TAD Reference One: Without question the highest resolution reproduction at this or any CES Show I’ve attended and just maybe that I’ve heard in some four decades of pursuing this avocation. Driven by TAD electronics, the  impression of hearing into recordings I’ve known for years and years is breathtaking. Yet the presentation is in no sense merely analytical or at any time breaks down into its constituent parts. Indeed, there’s a top‑to‑bottom coherence and integrality to the reproduction that surpasses every and all multiple‑driver dynamic speakers in my experience and for once could be likened to the great electrostatics (or the real thing itself). On orchestral music the impression of weight and foundation is such that David Chesky, with whom I was listening to the speakers, remarked that he felt as if he were sitting in front of the orchestra itself (like mine, David’s reference is Quad ESLs). Paul Stubblebine was likewise impressed. The musicians are lifesize, tactilly present, with amazing solidity and dimensionality. Transparency is absolute. The bass response is so well defined, articulate, deep, and solid that it makes most speakers, even big, expensive ones, sound thick and whompy.
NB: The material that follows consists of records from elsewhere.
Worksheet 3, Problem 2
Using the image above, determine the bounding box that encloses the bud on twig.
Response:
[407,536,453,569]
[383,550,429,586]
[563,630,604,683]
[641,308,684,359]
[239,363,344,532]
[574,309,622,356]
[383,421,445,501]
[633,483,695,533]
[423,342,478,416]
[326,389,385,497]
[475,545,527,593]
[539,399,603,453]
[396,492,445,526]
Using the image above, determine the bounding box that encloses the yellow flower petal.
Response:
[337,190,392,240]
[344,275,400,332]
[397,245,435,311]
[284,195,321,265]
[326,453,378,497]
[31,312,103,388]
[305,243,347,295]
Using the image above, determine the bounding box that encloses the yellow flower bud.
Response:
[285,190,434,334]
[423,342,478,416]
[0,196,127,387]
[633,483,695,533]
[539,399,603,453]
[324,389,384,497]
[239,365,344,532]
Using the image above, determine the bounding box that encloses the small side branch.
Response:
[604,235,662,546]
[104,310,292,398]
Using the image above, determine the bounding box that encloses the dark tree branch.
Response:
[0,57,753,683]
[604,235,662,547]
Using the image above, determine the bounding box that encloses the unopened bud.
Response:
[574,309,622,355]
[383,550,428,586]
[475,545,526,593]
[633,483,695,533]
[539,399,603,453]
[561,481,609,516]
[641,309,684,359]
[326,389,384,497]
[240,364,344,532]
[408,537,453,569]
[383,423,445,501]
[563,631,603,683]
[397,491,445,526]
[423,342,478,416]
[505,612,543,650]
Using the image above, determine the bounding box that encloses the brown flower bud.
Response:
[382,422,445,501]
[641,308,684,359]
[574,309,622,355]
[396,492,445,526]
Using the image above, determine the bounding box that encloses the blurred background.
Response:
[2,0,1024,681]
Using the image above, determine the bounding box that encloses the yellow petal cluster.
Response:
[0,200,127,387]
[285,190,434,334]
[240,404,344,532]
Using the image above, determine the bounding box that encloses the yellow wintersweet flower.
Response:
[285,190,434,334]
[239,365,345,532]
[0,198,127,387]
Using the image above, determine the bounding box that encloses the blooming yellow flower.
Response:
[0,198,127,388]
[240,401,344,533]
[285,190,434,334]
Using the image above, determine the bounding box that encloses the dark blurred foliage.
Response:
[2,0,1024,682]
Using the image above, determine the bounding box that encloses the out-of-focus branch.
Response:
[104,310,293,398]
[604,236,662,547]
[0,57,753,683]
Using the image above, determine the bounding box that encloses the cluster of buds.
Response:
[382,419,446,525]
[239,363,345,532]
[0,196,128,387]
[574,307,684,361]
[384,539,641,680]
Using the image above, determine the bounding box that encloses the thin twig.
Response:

When the effect of the music is overwhelming, so is the presentation, yet it is no sense unrealistically overpowering the way some largely projected sound can be. There seems to be no practical limit to the dynamic range (and this room here is extremely large). I’ve heard the Bernstein Carmen on literally hundreds of systems over the some forty years I’ve owned this recording and never has it sounded as realistic with respect size, scale, and you‑are‑there soundstaging: you could close your eyes and imagine with no effort whatsoever that the performance is happening right in front of you.

 My only cavil is a slight brightness to the overall presentation that I was inclined to attribute to the tweeter (perhaps owing to the coaxial mounting within the midrange driver?). David concurred but wasn’t especially bothered by it and attributed it to the room. Paul Stubbline also concurred but he wasn’t bothered by it either because it is in no sense detached from the overall presentation. That’s important to note: it’s not a brightness that sounds as if you are hearing the tweeter dancing along on its own (as is almost always the case, including with quite a number of very highly regarded super‑expensive speakers), as the coherence of the presentation is not affected by it. And it isn’t a severe anomaly and is in any case easily correctable by any rudimentary tone control, to say nothing of DSP devices. Altogether this Andrew Jones design is quite simply state‑of‑the‑art in just about every way imaginable. Pricing is in the vicinity of $60k/pair. Not cheap, but when you figure that this speakers for me trumps models costing two to nearly four times as much, hardly outrageous either.